If you and your child’s other parent are ending your romantic relationship, it may be time to think about keeping in touch with your child via electronic means during the times when they’re residing with your co-parent. This arrangement is commonly referred to as virtual visitation.
Depending on your child’s age, developmental capacity and social tendencies, they may genuinely benefit from speaking to you on the phone, chatting with you on Zoom, hearing you read recorded bedtime stories or even receiving postal letters from you in the mail. By setting expectations for virtual visitation in your child’s parenting plan, you can better ensure that your relationship remains strong, healthy and connected even when you’re apart.

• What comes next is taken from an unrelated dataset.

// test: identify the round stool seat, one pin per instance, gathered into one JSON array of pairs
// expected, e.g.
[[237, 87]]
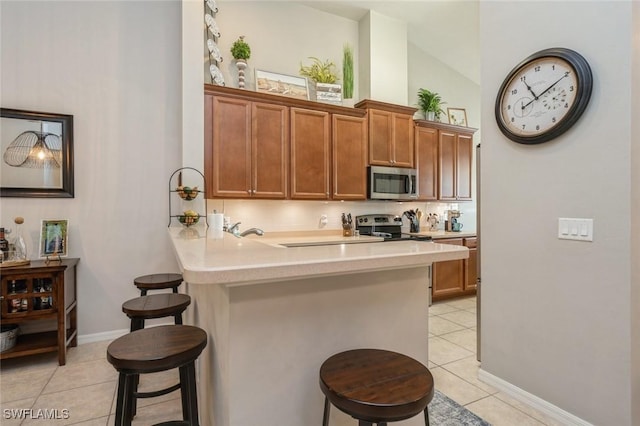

No two families operate in the exact same ways. Therefore, you shouldn’t be afraid to take your family’s unique needs into consideration when crafting your child’s parenting plan. If your child would be best served by speaking with both of their parents every day and both you and your co-parent will gladly embrace this opportunity, craft virtual visitation provisions accordingly. Similarly, if your child and their other parent just need to be in touch weekly to make their relationship work effectively, you can craft terms that reflect this reality.
No matter how you approach the issue of virtual visitation in your child’s parenting plan, craft the terms in question in ways that are clear, flexible enough to allow “life to happen,” sustainable and realistic. Should you have any questions about how to approach this undertaking, don’t hesitate to seek legal guidance at any time.